Symbiose entre cliniciens et chercheurs
Le deuxième chapitre des recommandations vise à « favoriser la symbiose entre cliniciens et chercheurs en neurosciences ». A ce propos, les auteurs du rapport estiment que la recherche clinique doit être « revitalisée par la reconnaissance de ces méthodologies dans le cadre des formations doctorales, des carrières hospitalière et de recherche ». « A l'inverse, poursuivent-ils, les étudiants en médecine doivent être au fait des méthodes et des différentes disciplines indispensables aux progrès des sciences du vivant. » Les académiciens évoquent la possibilité de généraliser le double doctorat et de favoriser les passerelles entre carrières médicales et scientifiques.
Concernant les recherches sur les pathologies du système nerveux, il faut explorer, selon eux, le champ des comportements anormaux et des maladies neurologiques « qui restent encore trop souvent du seul ressort de la clinique et des modes de diagnostic conventionnels ». Les recherches faisant intervenir des collaborations entre fondamentalistes et cliniciens, et mobilisant des outils d'investigation réservés jusqu'ici à l'étude des sujets normaux, doivent être considérées comme prioritaires.
Autre recommandation : promouvoir la création d'instituts en neurosciences qui disposeraient des moyens de recherche en génétique moléculaire, en imagerie, en électrophysiologie cellulaire et des systèmes ainsi qu'en pharmacologie.
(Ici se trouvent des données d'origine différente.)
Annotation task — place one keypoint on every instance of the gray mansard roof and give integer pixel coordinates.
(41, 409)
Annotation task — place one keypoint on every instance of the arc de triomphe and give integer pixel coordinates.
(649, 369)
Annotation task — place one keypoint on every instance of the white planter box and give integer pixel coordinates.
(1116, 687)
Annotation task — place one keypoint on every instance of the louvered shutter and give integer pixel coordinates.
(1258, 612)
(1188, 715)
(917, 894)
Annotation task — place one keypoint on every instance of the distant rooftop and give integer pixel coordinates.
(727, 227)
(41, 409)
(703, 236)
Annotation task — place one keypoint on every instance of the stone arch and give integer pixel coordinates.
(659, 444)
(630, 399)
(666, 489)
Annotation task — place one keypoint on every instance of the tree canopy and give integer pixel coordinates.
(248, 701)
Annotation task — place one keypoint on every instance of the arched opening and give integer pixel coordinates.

Ces instituts pourraient fonctionner soit sous forme de réseaux, soit être abrités dans des sites « où une masse critique importante de patients, de cliniciens et d'unités de recherche existent déjà, suggèrent les académiciens. Doivent être cités à titre d'exemples absolument prioritaires le groupe hospitalier Pitié-Salpêtrière à Paris, l'hôpital neurologique de Lyon ou le CHU de Grenoble ».
La dernière mesure concerne l'information du grand public, travail qui doit être fait en collaboration avec les associations de patients, la Fondation pour la recherche médicale, et en collaboration avec les sociétés savantes comme la Société française de neurologie, l'Académie des sciences et l'Académie nationale de médecine.